I am confused by the dirac delta function in the formulation of monte carlo sampling. http://www.cs.ubc.ca/~arnaud/doucet_johansen_tutorialPF.pdf, for instance, defines in section 3.1 page 8 the marginal as $\pi(x_k)=\frac{1}{N}\sum_{i=1}^N\delta_{X^i_k}(x_k)$.

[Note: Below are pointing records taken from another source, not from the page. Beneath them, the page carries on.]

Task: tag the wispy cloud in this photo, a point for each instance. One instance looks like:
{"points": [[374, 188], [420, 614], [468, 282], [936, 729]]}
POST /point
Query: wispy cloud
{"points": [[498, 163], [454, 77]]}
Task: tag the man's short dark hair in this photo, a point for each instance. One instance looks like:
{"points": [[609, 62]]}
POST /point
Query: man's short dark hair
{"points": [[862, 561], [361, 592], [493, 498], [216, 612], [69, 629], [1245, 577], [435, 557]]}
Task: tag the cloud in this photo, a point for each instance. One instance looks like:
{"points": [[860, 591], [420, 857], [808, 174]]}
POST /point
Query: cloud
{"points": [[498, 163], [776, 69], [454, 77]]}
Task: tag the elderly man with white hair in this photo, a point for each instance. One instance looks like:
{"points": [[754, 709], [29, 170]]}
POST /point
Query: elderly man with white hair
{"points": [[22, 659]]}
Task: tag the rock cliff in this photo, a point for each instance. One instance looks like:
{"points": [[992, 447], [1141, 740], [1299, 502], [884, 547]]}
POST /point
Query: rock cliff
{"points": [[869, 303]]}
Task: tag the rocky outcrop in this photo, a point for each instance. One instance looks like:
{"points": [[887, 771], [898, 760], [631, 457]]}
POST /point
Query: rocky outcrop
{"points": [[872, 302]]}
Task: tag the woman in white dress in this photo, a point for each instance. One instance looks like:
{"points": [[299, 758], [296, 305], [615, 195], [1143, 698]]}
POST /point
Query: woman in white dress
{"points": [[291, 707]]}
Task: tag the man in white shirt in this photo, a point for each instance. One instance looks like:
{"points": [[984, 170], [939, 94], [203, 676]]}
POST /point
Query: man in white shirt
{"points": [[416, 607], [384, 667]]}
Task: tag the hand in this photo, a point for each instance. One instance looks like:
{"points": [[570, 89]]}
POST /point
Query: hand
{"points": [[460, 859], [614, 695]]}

What does it mean here? That the density of $x_k$ is the average of the densities of the samples equal to $x_k$?
Thanks in advance.
Best Answer
This is much simpler than you think. You need to understand that what underlies probability is integration. So, if you are interested in the marginal of the $k$th coordinate, what you really are looking for is knowing the value of $\int_A \pi(x_k) dx_k$ for all (measurable, whatever) $A$. How on earth would you estimate it? The solution is simple: you have a bunch of samples $X^{i} \in \mathbb{R}^d$. You estimate the above integral by counting how many times you have $X^{i}_k \in A$ and then divide by the number of samples you have - $N$. That is it.
In the notation you use, $\delta_{X_k^{i}}( \cdot)$ is a "function" s.t. if you integrate it over a set $A$, the result is 1if $X_k^i$ is in $A$ and zero otherwise: $\int_A \delta_{X_k^i}(x) dx = 1$ iff $X_k^i \in A$ and $0$ otherwise.
$$ \int_A \frac{1}{N}\sum_i \delta_{X_k^i}(x)dx = \frac{1}{N} \sum \int_A \delta_{X_k^i}(x )dx\\ =\frac{1}{N} \cdot \text{number of times $X_k^i$ is in $A$ } $$
just like our intuition would expect!!